Ушаков хорошо запомнил всего лишь один веселый день, проведенный с бабушкой и дедом за неделю до дедовой смерти. И это был день его ангела.
Сейчас он шел по Центральному парку, и черные деревья с повисшими на них морозными слезами, и серые облака, грустные оттого, что никто и не смотрит на них, уходящих, никто и не хочет проститься хоть бегло (хотя бы кивнуть головой: мол, прощайте!), он шел по Центральному парку и чувствовал, что каждое воспоминание далекого детского прошлого похоже на то, как бьется сердце, когда его отделяют от тела.
В Париже было тепло, как часто бывает зимою, шел дождь, мелкий, чистый, но небо печально и быстро темнело.
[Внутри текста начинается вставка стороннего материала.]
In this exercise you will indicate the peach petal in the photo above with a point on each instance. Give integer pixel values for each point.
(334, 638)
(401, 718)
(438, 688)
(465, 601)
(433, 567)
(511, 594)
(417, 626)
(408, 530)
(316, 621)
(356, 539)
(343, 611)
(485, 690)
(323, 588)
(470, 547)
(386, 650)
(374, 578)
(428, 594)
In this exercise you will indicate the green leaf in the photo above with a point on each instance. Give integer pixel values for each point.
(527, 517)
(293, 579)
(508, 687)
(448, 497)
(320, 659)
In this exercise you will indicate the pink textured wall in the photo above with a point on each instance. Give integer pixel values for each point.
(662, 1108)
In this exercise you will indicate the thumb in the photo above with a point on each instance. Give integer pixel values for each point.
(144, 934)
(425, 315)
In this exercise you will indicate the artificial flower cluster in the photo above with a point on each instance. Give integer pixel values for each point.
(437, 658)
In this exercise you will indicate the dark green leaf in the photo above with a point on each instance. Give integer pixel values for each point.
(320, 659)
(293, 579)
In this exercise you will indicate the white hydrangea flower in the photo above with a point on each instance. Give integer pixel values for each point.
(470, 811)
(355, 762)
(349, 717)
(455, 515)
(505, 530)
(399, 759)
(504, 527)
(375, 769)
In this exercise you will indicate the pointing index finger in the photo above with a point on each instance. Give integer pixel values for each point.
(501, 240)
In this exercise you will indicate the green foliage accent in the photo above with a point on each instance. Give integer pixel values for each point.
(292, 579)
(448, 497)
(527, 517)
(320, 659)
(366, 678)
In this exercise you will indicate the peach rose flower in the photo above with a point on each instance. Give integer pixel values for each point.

Ушаков вспомнил, как они с матерью накрывали на стол, он вспомнил вкус скатерти, сладкий, чуть затхлый, и вкус чайных ложек, холодных и кислых, и вкус золотистого нежного света, который лила, вся в царапинах, лампа. Дед и бабушка привели с собой гостью. Она была высокой, гибкой, с маленькой, приподнятой кверху грудью. Ему особенно понравилась именно эта маленькая, вздернутая грудь и красивые ноги, обтянутые блестящею черною тканью.
И мать просияла, всплеснула руками:
– Ты, Дина?
Гостья, которую звали Диной, расцеловала его и посадила к себе на колени. Он уцепился за стол, потому что ткань на ее юбке была скользкой, как лед, и он испугался, что свалится. Потом Дина пела. И все хохотали, и он вместе с ними. Она достала гитару, подмигнула деду, и дед ей сказал:
– Сначала мадам Банжу.
Дина приподняла брови и глубоко вздохнула:
Я вам, ребята, расскажу,
Как я любил мадам Банжу,
Когда я шел к мадам Банже,
Меня встречали в неглиже…
Она пела серьезно, слегка обиженно, и даже грустная, молчаливая бабушка покатывалась со смеха.
А я бросаюсь на Банжу,
С нее срываю неглижу,
Но появился тут Луи,
Совсем разбил мечты мои.
Она, связавшись с тем Луем,
Совсем забыла о моем…
Пирог был большим, необъятным, как поле, и белым, как облако. Когда его разрезали, внутри он оказался темно-красным от запеченной (целыми ягодами!) вишни. Он весь был – как лето, последнее лето деда, которому жить оставалась неделя, холодная, зимняя, с ноющим ветром. И дед, словно зная об этом, ел много.
Ознакомительная версия.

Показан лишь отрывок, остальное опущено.